Higher interest rates and brisk trading in power derivatives helped Deutsche Börse to a jump in sales and profits in the second quarter.

"Due to the very good development in the first half of 2023 and the outlook for the rest of the year, we expect to exceed our forecast for 2023," the exchange operator announced on Tuesday evening. It did not provide more precise figures. For 2023, the Group had forecast net revenue of between 4.5 and 4.7 (2022: 4.34) billion euros and EBITDA of 2.6 to 2.8 (2022: 2.5) billion euros.

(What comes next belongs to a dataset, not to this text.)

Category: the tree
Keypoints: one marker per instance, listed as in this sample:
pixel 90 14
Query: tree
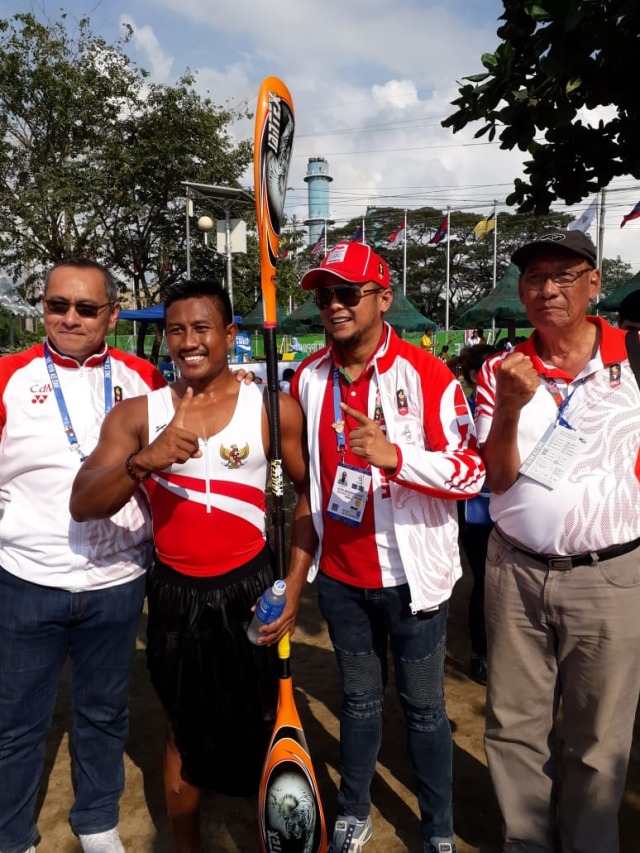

In the second quarter, net revenue climbed by 20 percent to EUR1.2 billion, "largely driven by strong net interest income from the banking business", as Deutsche Börse explained. The operating result (EBITDA) increased by 25 percent to 733 million euros. Both figures significantly exceeded analysts' expectations. While the high trading volume in the first quarter had driven business due to the turbulence in the banking sector, the second quarter was more subdued. In some cases, trading volumes in equity derivatives were significantly lower than in the previous year, it was reported. On the other hand, trading activity in electricity derivatives, which had been dampened by the energy crisis in the previous year, picked up. In addition to the Xetra equity trading platform, Deutsche Börse also operates the EEX energy exchange, the Eurex derivatives exchange and the 360T foreign exchange trading platform.

The increase in the forecast for the year as a whole does not yet include the expected contribution from the Danish financial software specialist SimCorp, which Deutsche Börse intends to acquire for 3.9 billion euros. The transaction is expected to be completed by the end of the third quarter, once all approvals have been obtained. "We are right on schedule," explained CFO Gregor Pottmeyer. The acquisition, which the Group intends to use to strengthen its data analytics business, has already delayed the presentation of the new strategy, which Deutsche Börse had originally planned to present in June. It is now planned for the fall.